Ok, now that some of the background on our story is out of the way, the meat of this first post is to provide a few tips for starting a craft chocolate business. We will have several more "tips" blog posts to come and feel free to reach out to us with any questions. If you are so new that you don't have the first clue about making chocolate, head on over to our education page and we have links to very good sources with everything you will need to know. We also have a lot of helpful information about equipment you can use at home for making chocolate on our product reviews page.
The most important tip for anyone making craft chocolate is to source good beans and don't go to the market until your chocolate is not only good, but absolutely delicious. There is nothing you can do to make your chocolate good if you don't start with good beans and trust me, there are some very very bad cacao beans out there on the market being sold as fine flavored cacao for craft chocolate. We ran out of beans one time and couldn't get a hold of our usual supplier (who produces amazing Venezuelan cacao), so we sourced some beans from another Venezuelan cacao supplier and ended up having to throw all of the beans away; they were awful and advertised as "perfect" for craft chocolate. You have to be very careful and only use trusted, reputable sources that have been verified with good references. If you are contemplating a certain source, try a small quantity only to test out and also make sure their practices and values closely match your business. Click here to review some information on a few suppliers you may want to try. Going to market with bad chocolate will only make your own business look bad and give a bad impression of the craft chocolate industry in general.
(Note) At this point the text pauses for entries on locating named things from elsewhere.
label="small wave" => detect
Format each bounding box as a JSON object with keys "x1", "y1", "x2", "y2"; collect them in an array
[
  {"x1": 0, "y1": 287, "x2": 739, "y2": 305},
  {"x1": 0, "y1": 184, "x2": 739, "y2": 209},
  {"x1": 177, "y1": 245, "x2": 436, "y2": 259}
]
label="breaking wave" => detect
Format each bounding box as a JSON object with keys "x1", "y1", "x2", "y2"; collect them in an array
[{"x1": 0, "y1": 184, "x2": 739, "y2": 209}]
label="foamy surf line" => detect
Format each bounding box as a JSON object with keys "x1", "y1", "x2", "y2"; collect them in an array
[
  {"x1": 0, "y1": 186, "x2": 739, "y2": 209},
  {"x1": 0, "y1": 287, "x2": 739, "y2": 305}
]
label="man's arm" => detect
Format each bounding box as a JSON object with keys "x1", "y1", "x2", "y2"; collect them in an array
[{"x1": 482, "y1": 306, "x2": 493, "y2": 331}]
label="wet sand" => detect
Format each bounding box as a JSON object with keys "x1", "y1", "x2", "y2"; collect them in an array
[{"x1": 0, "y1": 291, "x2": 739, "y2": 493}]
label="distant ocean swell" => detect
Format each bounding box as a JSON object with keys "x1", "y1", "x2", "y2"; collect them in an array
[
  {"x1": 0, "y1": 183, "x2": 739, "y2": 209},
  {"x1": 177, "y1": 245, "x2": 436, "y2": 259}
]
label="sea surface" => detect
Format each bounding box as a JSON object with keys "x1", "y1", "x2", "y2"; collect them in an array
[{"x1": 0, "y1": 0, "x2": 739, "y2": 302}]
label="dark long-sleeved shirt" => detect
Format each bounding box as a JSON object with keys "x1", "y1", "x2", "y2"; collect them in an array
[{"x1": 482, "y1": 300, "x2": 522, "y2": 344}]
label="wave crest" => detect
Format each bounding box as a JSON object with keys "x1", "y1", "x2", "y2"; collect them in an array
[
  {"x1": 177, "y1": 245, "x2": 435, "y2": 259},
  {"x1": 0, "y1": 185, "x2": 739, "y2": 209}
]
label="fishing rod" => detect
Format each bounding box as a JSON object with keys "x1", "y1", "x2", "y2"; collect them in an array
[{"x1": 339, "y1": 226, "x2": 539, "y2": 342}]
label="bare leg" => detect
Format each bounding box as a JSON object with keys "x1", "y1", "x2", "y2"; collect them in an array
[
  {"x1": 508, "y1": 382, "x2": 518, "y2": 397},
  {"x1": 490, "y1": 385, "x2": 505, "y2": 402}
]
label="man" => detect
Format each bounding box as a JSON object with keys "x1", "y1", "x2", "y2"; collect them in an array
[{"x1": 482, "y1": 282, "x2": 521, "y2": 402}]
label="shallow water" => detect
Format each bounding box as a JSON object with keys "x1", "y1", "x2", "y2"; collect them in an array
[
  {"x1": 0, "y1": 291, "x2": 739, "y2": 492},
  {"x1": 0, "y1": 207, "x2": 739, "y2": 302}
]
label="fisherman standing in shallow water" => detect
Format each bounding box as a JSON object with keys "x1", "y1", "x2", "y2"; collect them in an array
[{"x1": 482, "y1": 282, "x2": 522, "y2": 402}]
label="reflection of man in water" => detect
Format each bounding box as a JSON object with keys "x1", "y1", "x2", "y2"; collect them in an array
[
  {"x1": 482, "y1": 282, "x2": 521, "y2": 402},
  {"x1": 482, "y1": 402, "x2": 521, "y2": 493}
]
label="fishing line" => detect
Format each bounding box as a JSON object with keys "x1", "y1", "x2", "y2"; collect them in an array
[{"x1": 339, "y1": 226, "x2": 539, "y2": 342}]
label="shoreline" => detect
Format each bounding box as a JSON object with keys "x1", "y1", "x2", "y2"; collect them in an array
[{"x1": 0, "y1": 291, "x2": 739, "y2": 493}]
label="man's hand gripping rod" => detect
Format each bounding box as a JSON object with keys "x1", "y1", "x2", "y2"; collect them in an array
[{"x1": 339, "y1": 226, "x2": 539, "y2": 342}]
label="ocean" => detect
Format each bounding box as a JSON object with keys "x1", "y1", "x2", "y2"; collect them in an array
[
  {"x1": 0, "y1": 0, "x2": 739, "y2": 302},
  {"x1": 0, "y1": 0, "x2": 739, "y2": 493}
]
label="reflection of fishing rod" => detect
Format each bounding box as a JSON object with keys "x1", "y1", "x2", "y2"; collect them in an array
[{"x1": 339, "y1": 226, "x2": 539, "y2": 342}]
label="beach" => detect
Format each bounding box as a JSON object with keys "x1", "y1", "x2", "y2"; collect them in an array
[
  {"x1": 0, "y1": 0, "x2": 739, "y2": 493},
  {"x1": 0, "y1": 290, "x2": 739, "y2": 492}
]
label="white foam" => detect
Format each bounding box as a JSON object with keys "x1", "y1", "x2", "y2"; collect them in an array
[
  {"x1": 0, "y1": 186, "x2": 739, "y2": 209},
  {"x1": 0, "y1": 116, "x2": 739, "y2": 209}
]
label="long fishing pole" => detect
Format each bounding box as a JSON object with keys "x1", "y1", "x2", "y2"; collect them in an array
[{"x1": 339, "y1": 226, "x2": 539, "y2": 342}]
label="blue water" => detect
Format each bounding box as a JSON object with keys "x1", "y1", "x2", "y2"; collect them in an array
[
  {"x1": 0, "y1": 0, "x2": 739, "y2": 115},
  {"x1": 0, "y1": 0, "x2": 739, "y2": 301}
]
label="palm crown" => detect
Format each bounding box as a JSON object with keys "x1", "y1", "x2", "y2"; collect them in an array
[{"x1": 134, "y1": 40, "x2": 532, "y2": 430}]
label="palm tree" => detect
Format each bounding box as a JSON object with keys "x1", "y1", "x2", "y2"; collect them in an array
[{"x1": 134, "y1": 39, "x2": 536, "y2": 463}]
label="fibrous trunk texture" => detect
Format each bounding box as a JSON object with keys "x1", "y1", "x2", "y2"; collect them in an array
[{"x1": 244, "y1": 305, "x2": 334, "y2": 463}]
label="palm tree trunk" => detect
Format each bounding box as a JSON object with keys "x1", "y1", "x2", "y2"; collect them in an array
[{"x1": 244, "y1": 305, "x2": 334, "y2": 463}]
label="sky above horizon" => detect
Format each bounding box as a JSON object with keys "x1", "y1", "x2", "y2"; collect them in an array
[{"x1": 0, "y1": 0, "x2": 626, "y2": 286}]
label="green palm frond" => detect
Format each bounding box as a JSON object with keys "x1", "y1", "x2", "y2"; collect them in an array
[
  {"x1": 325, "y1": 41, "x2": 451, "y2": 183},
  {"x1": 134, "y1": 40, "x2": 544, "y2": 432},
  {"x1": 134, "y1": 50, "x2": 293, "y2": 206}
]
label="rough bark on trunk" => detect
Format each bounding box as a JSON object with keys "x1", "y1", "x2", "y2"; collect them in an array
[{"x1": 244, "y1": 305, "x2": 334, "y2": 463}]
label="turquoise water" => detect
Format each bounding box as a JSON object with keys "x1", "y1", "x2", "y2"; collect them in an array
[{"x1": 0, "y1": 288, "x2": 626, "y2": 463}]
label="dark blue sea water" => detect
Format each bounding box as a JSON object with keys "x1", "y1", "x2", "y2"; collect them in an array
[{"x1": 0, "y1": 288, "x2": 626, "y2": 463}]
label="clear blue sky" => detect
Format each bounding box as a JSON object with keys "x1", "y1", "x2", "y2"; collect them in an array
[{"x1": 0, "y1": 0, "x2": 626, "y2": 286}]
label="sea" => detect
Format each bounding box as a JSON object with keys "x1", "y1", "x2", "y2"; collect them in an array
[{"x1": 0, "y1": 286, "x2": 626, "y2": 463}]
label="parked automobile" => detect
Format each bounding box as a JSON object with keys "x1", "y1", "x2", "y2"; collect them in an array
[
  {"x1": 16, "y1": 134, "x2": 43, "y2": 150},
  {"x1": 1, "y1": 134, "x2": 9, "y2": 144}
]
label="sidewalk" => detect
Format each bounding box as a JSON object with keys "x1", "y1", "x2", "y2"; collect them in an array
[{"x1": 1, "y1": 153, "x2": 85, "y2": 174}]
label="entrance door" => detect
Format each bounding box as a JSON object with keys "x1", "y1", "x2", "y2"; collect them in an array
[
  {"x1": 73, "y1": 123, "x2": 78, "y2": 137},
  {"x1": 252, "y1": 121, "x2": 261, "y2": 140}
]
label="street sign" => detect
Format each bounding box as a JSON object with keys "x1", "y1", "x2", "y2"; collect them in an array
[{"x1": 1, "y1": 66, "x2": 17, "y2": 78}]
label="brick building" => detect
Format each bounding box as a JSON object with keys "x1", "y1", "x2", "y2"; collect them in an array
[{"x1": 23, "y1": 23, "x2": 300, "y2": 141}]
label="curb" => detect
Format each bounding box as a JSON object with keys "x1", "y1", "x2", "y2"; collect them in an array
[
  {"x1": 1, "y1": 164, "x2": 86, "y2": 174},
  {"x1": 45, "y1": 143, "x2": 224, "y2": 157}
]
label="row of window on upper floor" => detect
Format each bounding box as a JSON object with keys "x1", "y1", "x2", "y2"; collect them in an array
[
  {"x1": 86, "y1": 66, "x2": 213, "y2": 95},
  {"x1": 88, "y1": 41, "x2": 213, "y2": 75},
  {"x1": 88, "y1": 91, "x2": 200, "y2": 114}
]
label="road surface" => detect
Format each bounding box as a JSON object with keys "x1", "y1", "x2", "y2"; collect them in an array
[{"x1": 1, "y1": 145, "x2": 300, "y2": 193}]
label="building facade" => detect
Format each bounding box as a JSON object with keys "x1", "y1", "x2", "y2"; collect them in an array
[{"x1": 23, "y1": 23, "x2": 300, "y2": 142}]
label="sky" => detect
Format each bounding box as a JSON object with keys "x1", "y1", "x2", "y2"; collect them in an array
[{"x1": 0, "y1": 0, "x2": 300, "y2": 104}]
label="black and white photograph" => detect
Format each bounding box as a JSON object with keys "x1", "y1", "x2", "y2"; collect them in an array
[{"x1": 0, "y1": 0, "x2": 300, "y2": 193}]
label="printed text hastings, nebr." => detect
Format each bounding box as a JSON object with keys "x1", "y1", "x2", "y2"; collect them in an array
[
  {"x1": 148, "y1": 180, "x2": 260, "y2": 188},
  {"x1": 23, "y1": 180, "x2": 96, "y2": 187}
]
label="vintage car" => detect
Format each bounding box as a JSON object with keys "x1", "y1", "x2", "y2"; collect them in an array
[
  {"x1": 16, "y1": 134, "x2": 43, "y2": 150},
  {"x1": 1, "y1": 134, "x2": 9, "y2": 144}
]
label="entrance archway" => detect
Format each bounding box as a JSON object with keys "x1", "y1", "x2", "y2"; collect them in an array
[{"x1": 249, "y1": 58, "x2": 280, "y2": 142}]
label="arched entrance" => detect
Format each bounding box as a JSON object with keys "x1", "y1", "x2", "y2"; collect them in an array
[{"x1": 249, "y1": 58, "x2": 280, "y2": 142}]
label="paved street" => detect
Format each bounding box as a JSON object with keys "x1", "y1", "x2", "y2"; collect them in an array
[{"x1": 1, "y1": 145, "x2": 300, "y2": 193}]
The second tip I will mention in this post is about farmer's markets. Many people in the food business get there start at Farmer's Markets and we are very fortunate to be at a very good one in Tomball, Tx in the Houston area with a very supportive community. The tip is to make sure you have a great looking set up (not to say ours is the best or even close to it), I have posted two pictures below; one with our current set up for summer time and one showing all of our decorations, displays, and signage removed. Please do yourself a favor and don't show up for your first day at the market with a bare table and no displays; you will not do well and customers simply will not take your business serious and will pass you by with out even a glance. Our fist day at a farmer's market was only slightly better than what you see in the picture of the bare table; we had a homemade table cloth that flapped around in the wind and a box for stocking our chocolate. A good way to tell if someone is new is by how much time and effort they put into their tent and packaging. Ask yourself this question, which one of these tables would you want to walk up to as a customer? Which one would you trust enough to buy from? What kind of thoughts or opinions would you be forming without even trying the product? One of the worst mistakes new farmer's market vendors make starting out is underestimating the importance of a good setup.
Plain setup example with no decorations/displays and limited signage:
The picture below is our summer set up. During the cool months we have a different setup with displays for our bars; during the late spring and summer we focus more on our spreads and nibs and carry limited bars in a cooler. Using this picture as an example, I recommend at a minimum having a banner, table cloth that is secured to the legs, signage out front, and a few displays for educating your customers on your business. For our displays, we have cacao pod replicas, a real dehydrated pod, raw cacao beans, and farm and fermentation pictures from our cacao producer in Venezuela. Most new customers that walk up to our table come up because they are either curious about the colorful cacao pods, the signage catches their attention, or the product packaging that is displayed peaks their interest. Before having our displays, packaging, and signage down, we would have to verbally promote our products as customers walked by, which is exhausting, and now we typically say no more than "good morning".